Watch As Dark Souls Players Break The Game’s AI In Stunning Ways

The Dark Souls speedrunning community has found an exploit that pretty much breaks the AI of enemies and, in doing so, cracked the game wide open.

The tech surrounding the exploit is pretty dense, and YouTube user catalystz has a thorough breakdown of it all in this video. In layperson’s terms, Dark Souls speedrunners have found a way to delay enemy reactions, giving players an opening to strike first and strike hard during typically non-existent openings. Since Dark Souls launched in 2011, speedrunners realised doing certain actions in the game’s equipment menu or swapping weapons would cause a slight delay in enemy AI. In theory, this would be helpful, but in practice, it was often unpredictable. As catalystz points out in the video, certain bosses react differently to the glitch, which makes it difficult to prepare for. In speedruns, preparation is key, so not knowing how a boss would behave was actually a downside to this exploit. Some would do nothing, others would do what was colloquially called “bulldozing,” where they would just run at the player without actually attacking. As such, many speedrunners chose to forgo opening the equipment menu against bosses they might have trouble with.

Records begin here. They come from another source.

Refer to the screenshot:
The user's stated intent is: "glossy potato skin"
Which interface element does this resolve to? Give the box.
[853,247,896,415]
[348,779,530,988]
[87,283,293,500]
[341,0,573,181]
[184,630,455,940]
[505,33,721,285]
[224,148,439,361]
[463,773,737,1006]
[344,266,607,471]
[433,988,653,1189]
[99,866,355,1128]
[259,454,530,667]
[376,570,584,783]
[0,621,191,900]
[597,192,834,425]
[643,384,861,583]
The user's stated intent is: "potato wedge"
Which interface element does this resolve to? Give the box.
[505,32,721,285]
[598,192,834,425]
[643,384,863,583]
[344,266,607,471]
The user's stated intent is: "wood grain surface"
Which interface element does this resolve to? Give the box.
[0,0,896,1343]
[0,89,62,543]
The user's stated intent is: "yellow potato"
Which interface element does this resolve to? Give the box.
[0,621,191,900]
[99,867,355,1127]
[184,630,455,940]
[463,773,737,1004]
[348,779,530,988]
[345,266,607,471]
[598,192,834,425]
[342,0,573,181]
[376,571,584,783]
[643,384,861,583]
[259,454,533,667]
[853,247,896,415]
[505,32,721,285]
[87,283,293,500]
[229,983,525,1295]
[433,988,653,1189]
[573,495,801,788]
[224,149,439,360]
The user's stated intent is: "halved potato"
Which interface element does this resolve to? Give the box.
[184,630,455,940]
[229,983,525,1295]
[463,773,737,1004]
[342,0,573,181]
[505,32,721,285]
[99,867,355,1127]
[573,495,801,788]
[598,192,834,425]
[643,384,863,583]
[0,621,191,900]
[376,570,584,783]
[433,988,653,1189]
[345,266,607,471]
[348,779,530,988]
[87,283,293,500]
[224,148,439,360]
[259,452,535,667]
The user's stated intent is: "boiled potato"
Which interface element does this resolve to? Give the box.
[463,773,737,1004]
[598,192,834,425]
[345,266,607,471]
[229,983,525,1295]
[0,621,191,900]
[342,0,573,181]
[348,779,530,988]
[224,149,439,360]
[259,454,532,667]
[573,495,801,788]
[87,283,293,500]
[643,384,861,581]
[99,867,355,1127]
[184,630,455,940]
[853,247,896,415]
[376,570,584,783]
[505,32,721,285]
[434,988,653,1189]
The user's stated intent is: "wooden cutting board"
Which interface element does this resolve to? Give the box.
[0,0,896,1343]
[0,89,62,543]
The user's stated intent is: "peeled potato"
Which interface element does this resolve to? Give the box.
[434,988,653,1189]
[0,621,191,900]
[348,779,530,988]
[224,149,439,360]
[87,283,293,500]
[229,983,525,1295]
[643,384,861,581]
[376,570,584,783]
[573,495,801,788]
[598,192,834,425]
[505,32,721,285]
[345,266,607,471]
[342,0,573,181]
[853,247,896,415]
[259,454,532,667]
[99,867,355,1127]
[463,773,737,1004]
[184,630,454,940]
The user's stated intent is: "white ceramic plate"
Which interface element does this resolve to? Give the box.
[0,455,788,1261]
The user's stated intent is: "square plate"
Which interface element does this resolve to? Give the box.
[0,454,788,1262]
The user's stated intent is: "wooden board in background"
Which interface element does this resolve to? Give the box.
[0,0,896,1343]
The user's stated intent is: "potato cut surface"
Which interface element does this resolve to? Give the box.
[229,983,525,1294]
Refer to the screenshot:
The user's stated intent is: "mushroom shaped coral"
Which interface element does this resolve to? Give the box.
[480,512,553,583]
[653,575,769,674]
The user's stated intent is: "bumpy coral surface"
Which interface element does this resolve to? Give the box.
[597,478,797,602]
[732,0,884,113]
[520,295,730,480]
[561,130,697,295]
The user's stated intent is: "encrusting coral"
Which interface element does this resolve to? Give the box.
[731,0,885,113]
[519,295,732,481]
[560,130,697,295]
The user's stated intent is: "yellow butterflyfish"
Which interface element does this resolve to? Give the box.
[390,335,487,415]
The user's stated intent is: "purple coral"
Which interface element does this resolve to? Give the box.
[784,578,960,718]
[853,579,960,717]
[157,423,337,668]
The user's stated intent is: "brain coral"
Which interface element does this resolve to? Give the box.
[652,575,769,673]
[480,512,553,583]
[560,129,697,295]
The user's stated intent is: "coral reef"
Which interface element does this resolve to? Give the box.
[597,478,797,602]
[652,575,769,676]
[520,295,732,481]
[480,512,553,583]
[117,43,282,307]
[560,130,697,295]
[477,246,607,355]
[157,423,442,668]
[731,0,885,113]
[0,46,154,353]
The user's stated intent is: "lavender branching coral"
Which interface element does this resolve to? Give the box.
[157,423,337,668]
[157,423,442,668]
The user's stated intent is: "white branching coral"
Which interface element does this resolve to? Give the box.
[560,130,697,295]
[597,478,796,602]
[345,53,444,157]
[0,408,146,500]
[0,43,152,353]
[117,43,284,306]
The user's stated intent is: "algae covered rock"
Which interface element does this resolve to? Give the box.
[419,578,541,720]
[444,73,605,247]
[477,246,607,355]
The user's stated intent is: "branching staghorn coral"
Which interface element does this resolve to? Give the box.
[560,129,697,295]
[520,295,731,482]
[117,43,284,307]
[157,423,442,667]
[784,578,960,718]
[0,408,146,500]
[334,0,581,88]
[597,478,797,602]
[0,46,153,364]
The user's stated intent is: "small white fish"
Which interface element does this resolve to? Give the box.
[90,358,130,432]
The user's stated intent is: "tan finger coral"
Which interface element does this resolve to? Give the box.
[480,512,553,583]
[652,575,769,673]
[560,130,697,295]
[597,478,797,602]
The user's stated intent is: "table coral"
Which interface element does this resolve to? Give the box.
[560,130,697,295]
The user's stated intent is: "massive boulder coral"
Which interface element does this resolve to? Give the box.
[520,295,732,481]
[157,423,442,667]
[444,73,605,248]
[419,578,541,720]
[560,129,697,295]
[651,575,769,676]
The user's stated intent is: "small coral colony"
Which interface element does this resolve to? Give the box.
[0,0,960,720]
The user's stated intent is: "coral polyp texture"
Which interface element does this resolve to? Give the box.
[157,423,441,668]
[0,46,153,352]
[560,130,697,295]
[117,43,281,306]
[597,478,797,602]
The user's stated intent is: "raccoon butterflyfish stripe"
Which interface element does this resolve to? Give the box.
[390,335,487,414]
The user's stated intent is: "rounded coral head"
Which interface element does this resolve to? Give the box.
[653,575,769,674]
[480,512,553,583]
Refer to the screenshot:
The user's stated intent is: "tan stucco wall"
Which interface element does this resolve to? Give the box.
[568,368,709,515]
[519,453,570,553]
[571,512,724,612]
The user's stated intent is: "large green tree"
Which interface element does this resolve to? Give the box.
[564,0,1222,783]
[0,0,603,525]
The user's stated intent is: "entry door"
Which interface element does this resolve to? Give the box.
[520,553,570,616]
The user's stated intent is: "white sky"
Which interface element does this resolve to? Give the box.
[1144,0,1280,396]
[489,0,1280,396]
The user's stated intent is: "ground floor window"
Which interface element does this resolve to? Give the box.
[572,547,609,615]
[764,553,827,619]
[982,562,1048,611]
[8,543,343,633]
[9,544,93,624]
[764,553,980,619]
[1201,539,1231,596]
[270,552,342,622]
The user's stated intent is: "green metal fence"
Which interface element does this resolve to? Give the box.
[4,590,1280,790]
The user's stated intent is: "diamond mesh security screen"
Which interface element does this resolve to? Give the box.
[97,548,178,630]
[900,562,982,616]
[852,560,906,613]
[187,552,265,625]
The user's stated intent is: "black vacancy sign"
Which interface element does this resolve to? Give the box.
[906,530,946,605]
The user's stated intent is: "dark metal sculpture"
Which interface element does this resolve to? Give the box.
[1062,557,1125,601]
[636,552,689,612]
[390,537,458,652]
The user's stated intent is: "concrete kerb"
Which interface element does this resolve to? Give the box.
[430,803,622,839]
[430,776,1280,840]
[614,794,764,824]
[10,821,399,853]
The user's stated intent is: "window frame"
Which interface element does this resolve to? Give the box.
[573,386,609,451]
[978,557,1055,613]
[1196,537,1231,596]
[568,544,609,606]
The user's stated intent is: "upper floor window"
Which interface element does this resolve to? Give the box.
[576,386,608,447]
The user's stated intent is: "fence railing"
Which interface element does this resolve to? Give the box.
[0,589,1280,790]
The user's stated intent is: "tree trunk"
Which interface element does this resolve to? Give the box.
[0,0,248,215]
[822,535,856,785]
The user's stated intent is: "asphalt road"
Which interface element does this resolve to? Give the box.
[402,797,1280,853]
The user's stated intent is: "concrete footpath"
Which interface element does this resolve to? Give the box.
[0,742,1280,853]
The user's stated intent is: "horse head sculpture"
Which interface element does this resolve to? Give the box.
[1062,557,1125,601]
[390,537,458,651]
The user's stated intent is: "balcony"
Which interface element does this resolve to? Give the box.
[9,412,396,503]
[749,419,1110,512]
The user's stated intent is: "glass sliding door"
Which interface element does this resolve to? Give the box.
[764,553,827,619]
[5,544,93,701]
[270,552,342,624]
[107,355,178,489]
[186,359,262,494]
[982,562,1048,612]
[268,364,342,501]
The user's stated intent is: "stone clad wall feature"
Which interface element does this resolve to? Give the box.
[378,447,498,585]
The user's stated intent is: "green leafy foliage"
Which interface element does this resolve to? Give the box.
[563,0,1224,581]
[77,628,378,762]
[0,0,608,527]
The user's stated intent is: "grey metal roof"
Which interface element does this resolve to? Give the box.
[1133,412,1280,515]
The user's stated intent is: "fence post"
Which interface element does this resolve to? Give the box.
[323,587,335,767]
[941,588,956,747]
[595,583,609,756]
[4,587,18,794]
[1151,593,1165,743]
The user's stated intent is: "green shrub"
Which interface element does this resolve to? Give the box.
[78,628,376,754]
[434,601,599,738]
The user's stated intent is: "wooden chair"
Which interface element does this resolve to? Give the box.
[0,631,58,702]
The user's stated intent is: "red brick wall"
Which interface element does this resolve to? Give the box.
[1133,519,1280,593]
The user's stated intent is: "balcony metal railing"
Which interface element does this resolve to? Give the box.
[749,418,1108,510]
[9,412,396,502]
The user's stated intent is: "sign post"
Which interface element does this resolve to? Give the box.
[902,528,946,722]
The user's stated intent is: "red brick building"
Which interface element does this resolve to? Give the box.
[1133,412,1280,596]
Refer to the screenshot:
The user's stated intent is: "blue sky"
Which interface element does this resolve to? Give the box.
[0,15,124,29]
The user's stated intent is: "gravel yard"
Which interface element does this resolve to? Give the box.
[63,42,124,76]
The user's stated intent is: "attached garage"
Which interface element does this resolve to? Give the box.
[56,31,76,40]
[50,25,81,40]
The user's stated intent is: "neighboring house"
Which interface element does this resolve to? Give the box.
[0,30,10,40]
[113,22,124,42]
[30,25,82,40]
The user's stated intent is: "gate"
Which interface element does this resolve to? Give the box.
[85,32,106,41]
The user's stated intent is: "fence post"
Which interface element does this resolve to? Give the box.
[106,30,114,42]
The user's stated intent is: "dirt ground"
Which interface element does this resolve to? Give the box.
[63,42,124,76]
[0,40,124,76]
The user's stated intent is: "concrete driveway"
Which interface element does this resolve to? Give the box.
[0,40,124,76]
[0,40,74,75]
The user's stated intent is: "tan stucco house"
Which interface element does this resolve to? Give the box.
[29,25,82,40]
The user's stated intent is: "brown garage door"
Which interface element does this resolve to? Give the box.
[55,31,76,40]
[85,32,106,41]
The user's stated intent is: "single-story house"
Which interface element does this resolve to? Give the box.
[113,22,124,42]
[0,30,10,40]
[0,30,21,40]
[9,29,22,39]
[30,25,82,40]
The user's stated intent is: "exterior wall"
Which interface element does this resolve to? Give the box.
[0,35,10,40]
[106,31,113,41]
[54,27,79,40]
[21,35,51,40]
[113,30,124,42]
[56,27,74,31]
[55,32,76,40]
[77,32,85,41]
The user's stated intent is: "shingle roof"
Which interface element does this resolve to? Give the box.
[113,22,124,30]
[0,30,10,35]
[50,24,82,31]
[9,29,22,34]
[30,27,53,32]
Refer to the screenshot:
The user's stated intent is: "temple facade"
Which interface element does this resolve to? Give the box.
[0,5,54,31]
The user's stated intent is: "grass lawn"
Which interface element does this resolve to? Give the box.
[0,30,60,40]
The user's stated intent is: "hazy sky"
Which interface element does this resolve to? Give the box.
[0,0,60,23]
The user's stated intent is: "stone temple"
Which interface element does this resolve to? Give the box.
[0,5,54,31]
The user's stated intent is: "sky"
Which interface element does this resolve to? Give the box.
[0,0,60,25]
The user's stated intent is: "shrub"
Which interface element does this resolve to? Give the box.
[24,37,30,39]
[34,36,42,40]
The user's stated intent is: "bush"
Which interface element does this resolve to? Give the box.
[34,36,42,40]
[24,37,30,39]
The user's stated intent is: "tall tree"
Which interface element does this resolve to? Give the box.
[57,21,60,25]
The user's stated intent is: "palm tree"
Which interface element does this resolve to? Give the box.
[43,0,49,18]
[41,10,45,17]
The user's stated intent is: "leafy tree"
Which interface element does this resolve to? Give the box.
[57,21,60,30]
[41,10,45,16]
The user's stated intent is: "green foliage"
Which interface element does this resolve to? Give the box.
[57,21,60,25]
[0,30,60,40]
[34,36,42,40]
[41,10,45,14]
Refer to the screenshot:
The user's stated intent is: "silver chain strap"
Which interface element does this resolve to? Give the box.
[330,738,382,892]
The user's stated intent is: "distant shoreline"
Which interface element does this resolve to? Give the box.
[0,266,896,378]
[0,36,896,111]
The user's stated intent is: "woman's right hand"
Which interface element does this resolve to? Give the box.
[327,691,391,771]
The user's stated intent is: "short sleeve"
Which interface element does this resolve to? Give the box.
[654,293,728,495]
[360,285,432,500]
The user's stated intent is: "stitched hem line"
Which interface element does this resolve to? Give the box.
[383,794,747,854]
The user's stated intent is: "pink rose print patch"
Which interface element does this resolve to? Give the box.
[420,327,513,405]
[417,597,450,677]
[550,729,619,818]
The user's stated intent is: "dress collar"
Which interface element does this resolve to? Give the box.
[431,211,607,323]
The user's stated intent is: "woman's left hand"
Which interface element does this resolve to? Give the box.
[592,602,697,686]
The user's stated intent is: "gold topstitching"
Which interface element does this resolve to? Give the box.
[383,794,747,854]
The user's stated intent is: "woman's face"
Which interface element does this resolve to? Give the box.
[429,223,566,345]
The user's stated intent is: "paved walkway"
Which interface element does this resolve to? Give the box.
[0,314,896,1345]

Through a community effort, Dark Souls speedrunners discovered that switching weapons puts players in a brief, unloaded state. Because of this, simply toggling between two empty weapon slots won’t have the same effect as switching between weapons. This same phenomenon occurs if you open the equipment menu while walking through a fog wall, which occurs before boss fights. As the community looked into this, speedrunner Kahmul discovered through the debug version of the game that Dark Souls keeps an internal list of characters that enemies will target that refreshes every 151 frames. The player will appear on this list if they walk into proximity of an enemy, but if they’re using these exploits, they’ll have brief windows where enemies won’t perceive them, and they won’t be registered as potential targets.

When it came to boss fights this exploit could help with, Gwyndolin came to mind. This fight involves a boss that teleports away from the player and then uses ranged attacks as the player closes in on her new position. If an enemy is in a standby phase before a fight, they will remain in that state until the player is detected, meaning if you’re using the exploit, you can essentially be invisible to an enemy like Gwyndolin for a brief period of time. This is how speedrunners were able to defeat Gwyndolin in this window before she was able to teleport. Now that the speedrunner community has a better understanding of this AI-breaking exploit, they’ve been implementing the tech in other boss fights.

Catalystz’s video breaks down the Gwyndolin encounter frame by frame, so if you really want to get into the specifics on how it all works, be sure to check out their explainer. For the rest of us, the Dark Souls speedrun community is another example of how we’re still learning little nuances to older games. The Mario Kart 64 speedrunning community also had a recent breakthrough on one of its tracks, and that game is nearly 30 years old. Speedrunning is magic, and those with the patience to do it are magicians.